Rework get_ports.sh to make it not use a lock file
The get_ports.sh script is used for determining the range of ports a
given system test should use. It first determines the start of the port
range to return (the base port); it can either be specified explicitly
by the caller or chosen randomly. Subsequent ports are picked
sequentially, starting from the base port. To ensure no single port is
used by multiple tests, a state file (get_ports.state) containing the
last assigned port is maintained by the script.
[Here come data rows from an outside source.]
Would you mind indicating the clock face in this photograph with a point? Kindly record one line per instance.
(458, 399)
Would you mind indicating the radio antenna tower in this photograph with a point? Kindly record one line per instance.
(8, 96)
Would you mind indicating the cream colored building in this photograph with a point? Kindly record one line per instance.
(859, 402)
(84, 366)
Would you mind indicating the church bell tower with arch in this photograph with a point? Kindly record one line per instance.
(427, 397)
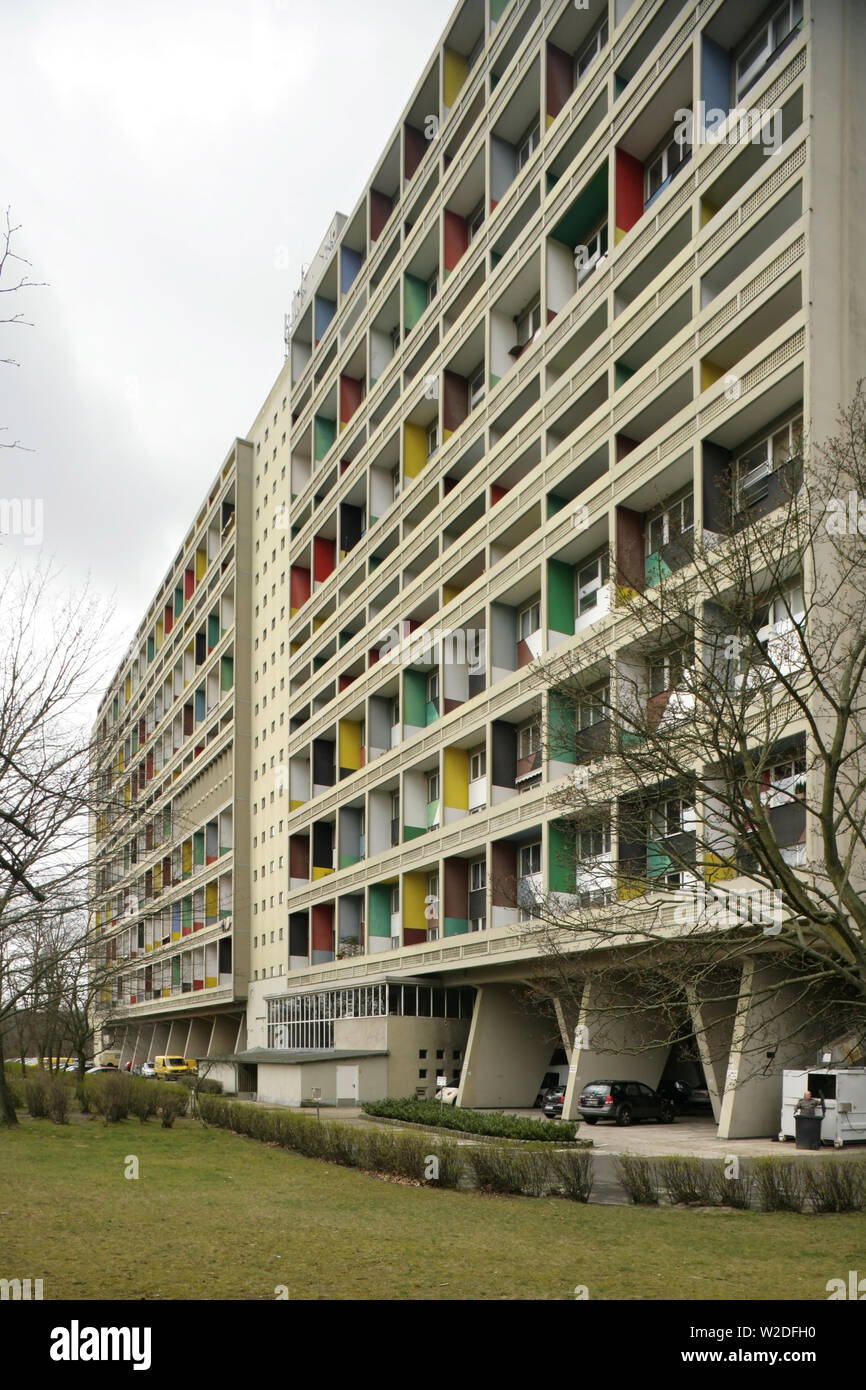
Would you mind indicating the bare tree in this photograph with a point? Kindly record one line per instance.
(713, 766)
(50, 667)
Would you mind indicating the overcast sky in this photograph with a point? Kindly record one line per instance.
(166, 160)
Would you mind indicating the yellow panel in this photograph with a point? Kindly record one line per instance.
(414, 891)
(414, 449)
(456, 777)
(349, 744)
(709, 374)
(456, 67)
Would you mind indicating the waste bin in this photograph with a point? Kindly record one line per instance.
(808, 1130)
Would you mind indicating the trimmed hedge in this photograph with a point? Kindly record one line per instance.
(470, 1122)
(437, 1161)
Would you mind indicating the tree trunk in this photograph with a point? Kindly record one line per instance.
(7, 1109)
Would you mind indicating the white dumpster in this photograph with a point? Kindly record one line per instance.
(844, 1093)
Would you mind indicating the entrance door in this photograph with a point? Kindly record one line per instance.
(346, 1084)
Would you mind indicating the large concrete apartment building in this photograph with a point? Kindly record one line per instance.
(506, 392)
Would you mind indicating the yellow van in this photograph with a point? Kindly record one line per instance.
(168, 1066)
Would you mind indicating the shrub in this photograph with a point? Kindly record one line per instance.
(449, 1116)
(780, 1184)
(734, 1191)
(640, 1178)
(836, 1184)
(173, 1104)
(36, 1096)
(59, 1100)
(688, 1180)
(573, 1172)
(498, 1169)
(110, 1096)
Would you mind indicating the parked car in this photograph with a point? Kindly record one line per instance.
(448, 1094)
(623, 1102)
(684, 1097)
(170, 1066)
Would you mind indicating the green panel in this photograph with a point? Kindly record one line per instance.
(414, 698)
(656, 861)
(416, 299)
(562, 727)
(655, 569)
(560, 597)
(562, 866)
(324, 434)
(380, 909)
(587, 211)
(555, 503)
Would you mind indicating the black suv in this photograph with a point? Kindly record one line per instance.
(622, 1101)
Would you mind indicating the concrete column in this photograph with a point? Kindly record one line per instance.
(770, 1018)
(506, 1054)
(612, 1044)
(713, 1027)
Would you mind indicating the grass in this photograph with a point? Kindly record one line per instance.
(214, 1215)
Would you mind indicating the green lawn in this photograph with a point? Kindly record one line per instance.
(214, 1215)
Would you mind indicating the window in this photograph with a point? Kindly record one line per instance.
(667, 526)
(758, 52)
(528, 622)
(477, 875)
(528, 145)
(597, 252)
(754, 469)
(591, 580)
(666, 672)
(528, 740)
(530, 859)
(665, 164)
(477, 388)
(528, 323)
(592, 706)
(590, 50)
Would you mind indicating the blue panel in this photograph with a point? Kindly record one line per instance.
(349, 266)
(715, 77)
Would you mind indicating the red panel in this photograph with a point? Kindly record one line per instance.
(560, 70)
(299, 587)
(416, 149)
(503, 873)
(349, 398)
(380, 211)
(299, 856)
(628, 191)
(323, 558)
(323, 927)
(456, 238)
(455, 401)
Concurrent access to
the state file is protected by a lock file (get_ports.lock); if one
instance of the script holds the lock file while another instance tries
to acquire it, the latter retries its attempt to acquire the lock file
after sleeping for 1 second; this retry process can be repeated up to 10
times before the script returns an error.
There are some problems with this approach:
- the sleep period in case of failure to acquire the lock file is
fixed, which leads to a "thundering herd" type of problem, where
(depending on how processes are scheduled by the operating system)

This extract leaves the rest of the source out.